Typically we don't want to just 'follow the input tokens' to check they obey the grammar rules. We want to take strategic actions when we recognise particular constructs in the input sequence. The usual way in which this is done is to jump out and execute action functions whenever a rule has been completely recognised and is therefore being reduced.
The grammar description syntax allows for this. We can stipulate after any rule a block of C# source code to be executed when that rule reduces (recognises its complete list of right-hand tokens). This action code is placed in curly braces immediately beneath its rule in the grammar.
Within the block of code beneath a rule, we can use dollar identifiers to refer to
the values associated with each token in the reducing grammar rule. The following positional
rules apply. The value associated with the first token on the right hand side of
the rule is given the name $0
, while the (N+1)th token is given the name
$N
. The special identifier $$
refers to the value to be
returned for the reduced non-terminal token. Hence it is usual to assign a value to
$$
before the end of the action code block.
The code below is an example of action handler code that might be used in a
sentence analysis program. Notice the use of numbered dollar arguments to access
the values returned for each token in the rule being reduced, and also notice the
use of $$
to set the value of the rule's left hand side token (adjectives)
ready for when that token is later a token on the right side of a parent rule in which it
too is later reduced.
adjectives:
adjectives ADJECTIVE
{
// Append adjective to list of all adjectives
if (AdjectiveList == null)
AdjectiveList = new List<string>();
AdjectiveList.Add($1.ToString());
$$ = AdjectiveList.Count;
// Track how many adjectives have been seen
AdjectivesCount++;
}
|
;
This inline style for writing action function code is used for both inline and offline parsers.

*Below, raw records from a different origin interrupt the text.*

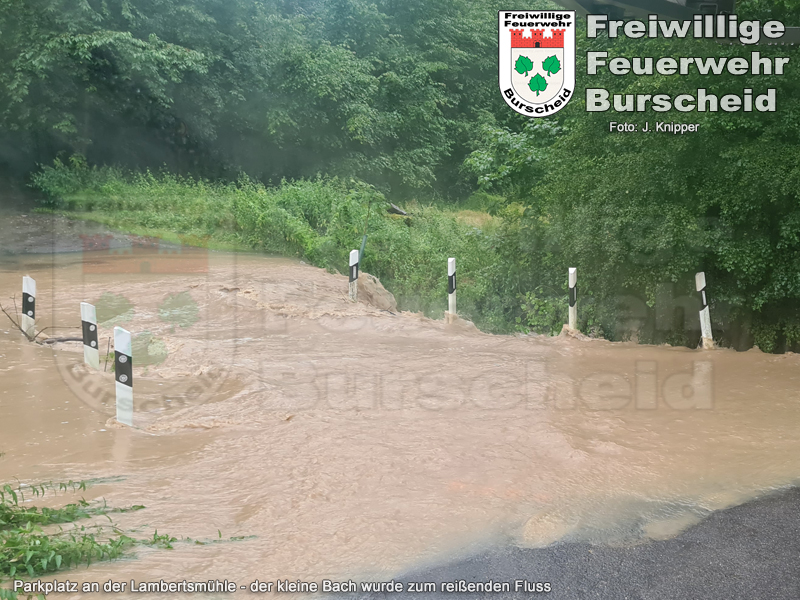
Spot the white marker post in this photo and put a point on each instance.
(91, 353)
(354, 275)
(451, 286)
(573, 298)
(28, 322)
(705, 314)
(123, 374)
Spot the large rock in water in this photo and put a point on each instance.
(372, 292)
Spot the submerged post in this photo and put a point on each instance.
(123, 374)
(91, 353)
(705, 314)
(354, 275)
(28, 322)
(451, 286)
(573, 298)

An arguable disadvantage of the style above is that the automatic syntax checking and intellisense provided by Visual Studio and other compiler tools will not know how to interpret the code in a grammar input file. Hence it is good practice to place as little code as possible within an action code block, and make it call methods back in the parser class that you have written. These methods do the real work of handling a the consequences of a rule reduction. Note that the code you write in action functions will be placed in a derived class from your parser class. Hence they can only access public, protected or internal members of your parser class. Private members will not be accessible from inline action code.

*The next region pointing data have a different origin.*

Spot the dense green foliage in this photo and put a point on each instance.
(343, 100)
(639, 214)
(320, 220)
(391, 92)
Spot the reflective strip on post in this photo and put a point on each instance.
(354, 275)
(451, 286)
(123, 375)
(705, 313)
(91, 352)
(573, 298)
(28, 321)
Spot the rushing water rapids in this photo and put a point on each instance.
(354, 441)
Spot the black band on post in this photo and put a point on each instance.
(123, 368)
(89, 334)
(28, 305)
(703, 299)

Sometimes in our action functions we would like to get access to the
Position
property of each IToken
that
appears in the current rule being reduced. The $N
parameters only give us access to the Value
property.
The Parser
base class of the class containing your action function
contains a property called TokenPosition
that is an array of strings.
This property fills in each string with the value of the Position
property from each of the right hand side tokens for the rule being reduced. Hence
the indexes of each token position string are the same as the index number for
each $N
parameter. Note that on rule reduction, the Position
parameter for the non-terminal token we are reducing the rule to is set to the value
of the first token in the right hand side of the rule being reduced. If the right hand
side is an empty rule, the position will be set to null. Note also that the
TokenPosition
property is only implemented in the LR(1) parser. Generalised
parsers (GLR) have a mechanism that builds a tree of recognised IToken
objects to represent the parser output. Hence the Position
properties
are directly available.
Here is some sample code demonstrating access to the position information in a rule reduction:
adjectives:
adjectives ADJECTIVE
{
// Append adjective to list of all adjectives
if (AdjectiveList == null)
AdjectiveList = new List<string>();
AdjectiveList.Add($1.ToString());
Console.WriteLine
("Position of ADJECTIVE ($1) is: {0}", TokenPosition[1]);
$$ = AdjectiveList.Count;
// Track how many adjectives have been seen
AdjectivesCount++;
}
|
;